Python inotify - 在创建新文件时执行函数

Python inotify - Execute function upon new file creation

在 python 脚本中,我正在监视一个目录以查找来自扫描仪的新文件。目前我的代码只对 IN_CLOSE_WRITE 事件做出反应。我知道正确的方法是注意 IN_CREATE 事件,然后是 IN_CLOSE_WRITE 事件。

我当前的代码如下所示:

import os
import sys
import logging
import inotify.adapters
import ocrmypdf

def DoOCR(filePath, fileName):
    print("Processing {}".format(fileName))
    try:
       fullPath = os.path.join(filePath, fileName)
       ocrmypdf.ocr(fullPath, fullPath, deskew=True, clean=True, language="deu")
    except ocrmypdf.exceptions.PriorOcrFoundError as err:
       print("Already processed: {0}".format(err))
    except:
       print("Unexpected error:", sys.exc_info()[0])
       raise

if __name__ == '__main__':
    # Setup logging.
    logging.basicConfig(level=logging.DEBUG)
    #logging.basicConfig(level=logging.INFO)

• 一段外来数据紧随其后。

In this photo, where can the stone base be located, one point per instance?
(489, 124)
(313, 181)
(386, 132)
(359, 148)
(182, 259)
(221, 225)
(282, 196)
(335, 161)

    i = inotify.adapters.Inotify()

    pathToWatch = '/srv/smb/scanneddocs'
    if not os.path.exists(pathToWatch):
        os.mkdir(pathToWatch)

    watchMask = inotify.constants.IN_CREATE | inotify.constants.IN_CLOSE_WRITE

    i.add_watch(pathToWatch, watchMask)
    
    for event in i.event_gen(yield_nones=False):
        (_, type_names, path, filename) = event

        #TODO: Check that a IN_CREATE is followed by a IN_CLOSE_WRITE
        if "IN_CLOSE_WRITE" in type_names:
            print("PATH=[{}] FILENAME=[{}] EVENT_TYPES={}".format(path, filename, type_names))
            name, extension = os.path.splitext(filename)
            print(extension)
            if extension.lower() == ".pdf":
                DoOCR(pathToWatch, filename)
            else:
                print("{} is no PDF file. Skipping...".format(filename))

确保两个事件依次发生的最佳方法是什么?

将创建的文件添加到 set,然后在收到 IN_CLOSE_WRITE 事件时检查集合。

    created_files = set()
    for event in i.event_gen(yield_nones=False):
        (_, type_names, path, filename) = event

        if "IN_CREATE" in type_names:
            created_files.add(filename)
        if "IN_CLOSE_WRITE" in type_names:
            if filename not in created_files:
                continue
            created_files.remove(filename) # remove unneeded item
            print("PATH=[{}] FILENAME=[{}] EVENT_TYPES={}".format(path, filename, type_names))
            name, extension = os.path.splitext(filename)
            print(extension)
            if extension.lower() == ".pdf":
                DoOCR(pathToWatch, filename)
            else:
                print("{} is no PDF file. Skipping...".format(filename))